Estou a tentar ligar há dois dias para o Zé Eduardo sem sucesso. Sem voz do outro lado da linha. Sem sinal. Sem necessidade. O Zé tem passado uma semana difícil no trabalho e deixou o telemóvel com a secretária. A secretária é eficiente e metódica mas não ajuda muito. Diz que ele não está. Que não pode atender. Que saiu para almoçar, que está em reunião. Que está no WC. Que está no trânsito numa zona sem rede da Vodafone. "Ah, mas o telefone dele é da TMN", asseguro eu. "Agora já não, tem as três redes associadas. E a UZO também desde o mês passado. "Ah, deve estar no Triângulo das Bermudas. Ali para o lado de Barcarena". Ela não percebe muito bem e pergunta se eu quero deixar recado. E pergunta também se já enviei uma mensagem para o Blackberry. "Não sei, posso enviar por SMS?". Ela fica chocada e diz que a linha está com interferências. Desliga na minha cara. Nunca gostei da rapariga. Vou então tentar o Blackberry, penso eu. E começo a escrever uma mensagem. Quando chego à fase final do " LIGA-ME URGENTE!" carrego na tecla de enviar. O telefone indica várias opções e decido-me pela "como mensagem escrita". Depois hesito e escolho "por email". A mensagem segue. E nada. Ora bolas, devo ter enviado para o SPAM do Google, penso eu. Para o ciberespaço da desilusão. Para o buraco negro da existência digital. Devo ter mandado para o boneco. E é neste momento de pura filosofia de Kierkegaard que me ponho a pensar no assunto. E tanto me debruço sobre a questão que a minha vizinha pensa que eu vou saltar pela janela.

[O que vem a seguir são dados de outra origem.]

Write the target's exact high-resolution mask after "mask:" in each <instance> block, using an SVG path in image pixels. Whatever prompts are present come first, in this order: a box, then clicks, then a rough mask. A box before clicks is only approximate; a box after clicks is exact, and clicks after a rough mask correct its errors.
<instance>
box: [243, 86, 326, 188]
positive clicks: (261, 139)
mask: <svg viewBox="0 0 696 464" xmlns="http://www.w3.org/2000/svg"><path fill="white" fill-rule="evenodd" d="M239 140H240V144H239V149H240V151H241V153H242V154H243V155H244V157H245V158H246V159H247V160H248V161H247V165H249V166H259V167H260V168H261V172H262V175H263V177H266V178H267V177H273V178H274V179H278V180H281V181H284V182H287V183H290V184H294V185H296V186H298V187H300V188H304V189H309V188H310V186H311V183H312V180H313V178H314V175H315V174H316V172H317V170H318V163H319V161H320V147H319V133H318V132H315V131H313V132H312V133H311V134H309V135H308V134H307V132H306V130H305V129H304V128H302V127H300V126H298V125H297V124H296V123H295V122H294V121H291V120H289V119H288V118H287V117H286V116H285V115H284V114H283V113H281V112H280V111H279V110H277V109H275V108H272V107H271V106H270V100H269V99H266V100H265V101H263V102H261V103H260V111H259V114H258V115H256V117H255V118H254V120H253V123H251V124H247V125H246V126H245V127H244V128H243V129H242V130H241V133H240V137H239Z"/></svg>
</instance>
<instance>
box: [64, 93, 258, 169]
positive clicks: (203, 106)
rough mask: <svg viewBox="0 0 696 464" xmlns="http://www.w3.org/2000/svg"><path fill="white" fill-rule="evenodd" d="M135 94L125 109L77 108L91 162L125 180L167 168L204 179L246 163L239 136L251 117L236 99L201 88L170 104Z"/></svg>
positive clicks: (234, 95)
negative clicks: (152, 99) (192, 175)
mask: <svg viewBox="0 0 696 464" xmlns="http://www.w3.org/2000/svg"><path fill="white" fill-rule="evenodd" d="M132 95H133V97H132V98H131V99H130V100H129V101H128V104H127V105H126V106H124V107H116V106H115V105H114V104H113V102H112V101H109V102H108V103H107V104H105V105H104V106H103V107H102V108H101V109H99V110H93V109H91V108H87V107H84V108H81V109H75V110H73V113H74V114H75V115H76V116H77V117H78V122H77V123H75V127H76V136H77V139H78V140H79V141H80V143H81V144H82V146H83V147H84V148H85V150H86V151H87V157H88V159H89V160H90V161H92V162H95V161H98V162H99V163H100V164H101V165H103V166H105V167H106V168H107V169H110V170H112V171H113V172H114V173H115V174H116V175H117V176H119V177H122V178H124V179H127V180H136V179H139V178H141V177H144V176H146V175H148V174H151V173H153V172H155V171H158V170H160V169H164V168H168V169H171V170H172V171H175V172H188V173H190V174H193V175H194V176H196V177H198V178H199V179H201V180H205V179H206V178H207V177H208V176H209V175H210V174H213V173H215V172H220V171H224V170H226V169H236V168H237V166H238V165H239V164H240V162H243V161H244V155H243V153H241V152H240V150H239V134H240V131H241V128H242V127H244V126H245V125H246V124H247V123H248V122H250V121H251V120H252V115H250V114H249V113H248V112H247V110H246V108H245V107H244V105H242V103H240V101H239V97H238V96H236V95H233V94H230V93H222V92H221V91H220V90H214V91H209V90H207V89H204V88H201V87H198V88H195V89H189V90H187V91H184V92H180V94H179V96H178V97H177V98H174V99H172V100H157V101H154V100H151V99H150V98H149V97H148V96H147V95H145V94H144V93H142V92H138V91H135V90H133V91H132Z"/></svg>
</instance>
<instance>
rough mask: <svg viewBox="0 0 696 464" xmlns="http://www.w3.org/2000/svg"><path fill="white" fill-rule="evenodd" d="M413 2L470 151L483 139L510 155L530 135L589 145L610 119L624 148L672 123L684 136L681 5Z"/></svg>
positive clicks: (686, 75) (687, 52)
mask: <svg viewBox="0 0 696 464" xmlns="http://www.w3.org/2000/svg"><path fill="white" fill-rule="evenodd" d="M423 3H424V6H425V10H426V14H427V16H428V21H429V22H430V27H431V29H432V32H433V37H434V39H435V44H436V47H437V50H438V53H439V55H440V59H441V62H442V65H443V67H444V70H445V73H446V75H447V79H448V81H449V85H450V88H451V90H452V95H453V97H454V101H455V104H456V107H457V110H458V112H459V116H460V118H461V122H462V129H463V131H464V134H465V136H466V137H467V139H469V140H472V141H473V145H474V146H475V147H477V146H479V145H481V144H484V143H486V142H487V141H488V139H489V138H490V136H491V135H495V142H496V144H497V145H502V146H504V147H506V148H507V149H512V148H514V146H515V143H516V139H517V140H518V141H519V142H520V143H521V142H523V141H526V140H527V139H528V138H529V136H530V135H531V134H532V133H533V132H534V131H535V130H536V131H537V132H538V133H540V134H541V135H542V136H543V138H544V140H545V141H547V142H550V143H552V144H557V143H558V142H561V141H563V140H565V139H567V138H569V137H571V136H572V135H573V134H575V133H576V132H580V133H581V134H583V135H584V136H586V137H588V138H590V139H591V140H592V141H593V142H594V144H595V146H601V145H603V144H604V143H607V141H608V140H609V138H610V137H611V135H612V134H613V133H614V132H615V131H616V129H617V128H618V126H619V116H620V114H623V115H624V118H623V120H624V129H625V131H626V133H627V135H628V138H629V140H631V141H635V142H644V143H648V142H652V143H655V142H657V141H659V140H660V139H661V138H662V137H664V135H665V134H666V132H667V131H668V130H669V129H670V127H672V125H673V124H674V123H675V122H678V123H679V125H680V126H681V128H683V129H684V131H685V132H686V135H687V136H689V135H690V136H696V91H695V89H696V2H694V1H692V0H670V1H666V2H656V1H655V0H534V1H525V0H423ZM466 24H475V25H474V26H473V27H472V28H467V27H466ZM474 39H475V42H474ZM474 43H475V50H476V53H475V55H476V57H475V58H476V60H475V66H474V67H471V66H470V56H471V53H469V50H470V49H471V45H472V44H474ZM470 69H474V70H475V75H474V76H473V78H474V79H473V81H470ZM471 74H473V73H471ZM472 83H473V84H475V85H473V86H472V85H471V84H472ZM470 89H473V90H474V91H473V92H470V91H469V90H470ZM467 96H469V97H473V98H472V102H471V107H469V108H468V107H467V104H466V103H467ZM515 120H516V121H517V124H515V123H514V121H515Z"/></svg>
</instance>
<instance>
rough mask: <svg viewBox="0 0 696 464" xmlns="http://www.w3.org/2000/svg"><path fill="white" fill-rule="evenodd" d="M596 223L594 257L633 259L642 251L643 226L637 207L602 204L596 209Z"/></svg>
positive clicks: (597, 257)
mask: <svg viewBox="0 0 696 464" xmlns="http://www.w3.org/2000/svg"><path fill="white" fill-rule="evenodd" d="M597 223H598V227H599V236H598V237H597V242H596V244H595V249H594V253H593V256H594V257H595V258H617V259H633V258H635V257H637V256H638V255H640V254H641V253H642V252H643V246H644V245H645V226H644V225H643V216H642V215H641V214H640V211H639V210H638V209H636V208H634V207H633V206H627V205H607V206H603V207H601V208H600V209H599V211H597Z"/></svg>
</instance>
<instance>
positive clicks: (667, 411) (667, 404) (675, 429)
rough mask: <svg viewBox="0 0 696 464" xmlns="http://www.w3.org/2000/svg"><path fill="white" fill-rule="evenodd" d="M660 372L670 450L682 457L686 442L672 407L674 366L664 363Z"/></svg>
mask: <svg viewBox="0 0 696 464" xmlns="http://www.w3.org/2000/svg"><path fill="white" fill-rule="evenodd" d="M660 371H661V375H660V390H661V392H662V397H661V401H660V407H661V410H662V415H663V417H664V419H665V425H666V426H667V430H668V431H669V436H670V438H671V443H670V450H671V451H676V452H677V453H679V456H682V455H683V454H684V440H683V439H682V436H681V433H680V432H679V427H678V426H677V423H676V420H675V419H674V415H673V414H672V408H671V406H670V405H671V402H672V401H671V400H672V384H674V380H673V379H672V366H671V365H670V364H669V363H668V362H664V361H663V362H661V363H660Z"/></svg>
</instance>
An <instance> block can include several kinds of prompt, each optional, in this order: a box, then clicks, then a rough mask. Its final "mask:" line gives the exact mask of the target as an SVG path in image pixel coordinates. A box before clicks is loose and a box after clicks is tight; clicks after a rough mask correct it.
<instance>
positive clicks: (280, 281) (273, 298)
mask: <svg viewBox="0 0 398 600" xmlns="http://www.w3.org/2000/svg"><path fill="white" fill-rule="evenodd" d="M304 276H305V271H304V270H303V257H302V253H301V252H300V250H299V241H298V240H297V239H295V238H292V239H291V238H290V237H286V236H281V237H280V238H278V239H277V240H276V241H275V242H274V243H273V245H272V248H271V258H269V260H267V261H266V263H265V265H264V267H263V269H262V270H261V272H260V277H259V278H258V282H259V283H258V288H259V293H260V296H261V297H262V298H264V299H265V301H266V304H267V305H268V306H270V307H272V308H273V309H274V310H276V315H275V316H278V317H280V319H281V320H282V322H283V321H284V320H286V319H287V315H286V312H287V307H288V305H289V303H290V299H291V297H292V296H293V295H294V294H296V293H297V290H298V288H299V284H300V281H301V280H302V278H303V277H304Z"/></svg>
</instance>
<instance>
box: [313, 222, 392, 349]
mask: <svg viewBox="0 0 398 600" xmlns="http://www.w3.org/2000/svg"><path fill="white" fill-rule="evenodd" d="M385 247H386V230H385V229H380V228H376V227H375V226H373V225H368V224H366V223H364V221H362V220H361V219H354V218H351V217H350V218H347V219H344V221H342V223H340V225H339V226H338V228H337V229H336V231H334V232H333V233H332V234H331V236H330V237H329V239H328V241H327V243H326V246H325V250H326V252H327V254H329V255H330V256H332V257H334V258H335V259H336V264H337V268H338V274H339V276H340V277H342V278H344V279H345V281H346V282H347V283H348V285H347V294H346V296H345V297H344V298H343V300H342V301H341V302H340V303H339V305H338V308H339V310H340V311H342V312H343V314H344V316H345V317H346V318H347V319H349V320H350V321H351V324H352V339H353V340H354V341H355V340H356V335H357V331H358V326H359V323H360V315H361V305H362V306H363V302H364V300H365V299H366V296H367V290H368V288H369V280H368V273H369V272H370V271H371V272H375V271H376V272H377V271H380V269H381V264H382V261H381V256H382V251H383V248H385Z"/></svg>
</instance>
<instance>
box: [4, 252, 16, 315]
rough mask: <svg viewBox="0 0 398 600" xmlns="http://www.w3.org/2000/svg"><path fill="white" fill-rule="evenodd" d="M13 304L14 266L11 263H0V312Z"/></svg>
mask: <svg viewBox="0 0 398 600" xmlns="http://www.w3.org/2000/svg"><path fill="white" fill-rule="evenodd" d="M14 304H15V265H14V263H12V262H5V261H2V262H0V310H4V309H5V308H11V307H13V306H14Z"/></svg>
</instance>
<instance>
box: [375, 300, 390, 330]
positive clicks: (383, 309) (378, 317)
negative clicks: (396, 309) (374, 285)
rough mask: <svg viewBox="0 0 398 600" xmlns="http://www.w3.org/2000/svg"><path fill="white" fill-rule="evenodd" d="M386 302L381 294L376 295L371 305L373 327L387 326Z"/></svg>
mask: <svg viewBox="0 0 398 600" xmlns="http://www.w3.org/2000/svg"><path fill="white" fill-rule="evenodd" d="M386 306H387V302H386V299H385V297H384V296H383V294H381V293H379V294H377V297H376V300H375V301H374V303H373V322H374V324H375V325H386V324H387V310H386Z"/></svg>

Mas desde quando é que toda a gente que interessa e sem a qual não podemos viver (amigos, amantes,electricistas, contabilistas no final do ano) deixou de estar disponível?
Parece que de repente toda a gente tem uma agenda com os compromissos da Hillary Clinton ou do CEO do Citigroup e nunca nos pode atender ou receber. Ora estão num almoço importantíssimo, ora estão no baptizado do filho, ora estão na praia do Ancão, ora estão na discoteca e não se ouve nada. Ora estão também numa manifestação. Política. Pela falência dos Porfírios na Baixa. Raios e coriscos (que saudades de boa televisão). Parece que hoje em dia ninguém pode atender. Têm todos milhares de coisas para fazer e nunca é connosco. Temos de marcar almoços com três meses de antecedência, apresentações com seis meses de pré-aviso, reuniões com um ano de risco sério de naufrágio. Desconfio sempre destas pessoas e das suas agendas a abarrotar. Ou do Blackberry que vai avisando dos compromissos. Acho que isto é tudo estratégia. Vou fazer-me difícil porque sou muito bom. Porque sou o melhor, porque sou indispensável. Deve ser por isso que depois os encontramos no Santini a comer um cone de cinco bolinhas quando deveriam estar a finalizar o orçamento para 2011. Tanto trabalho para nada.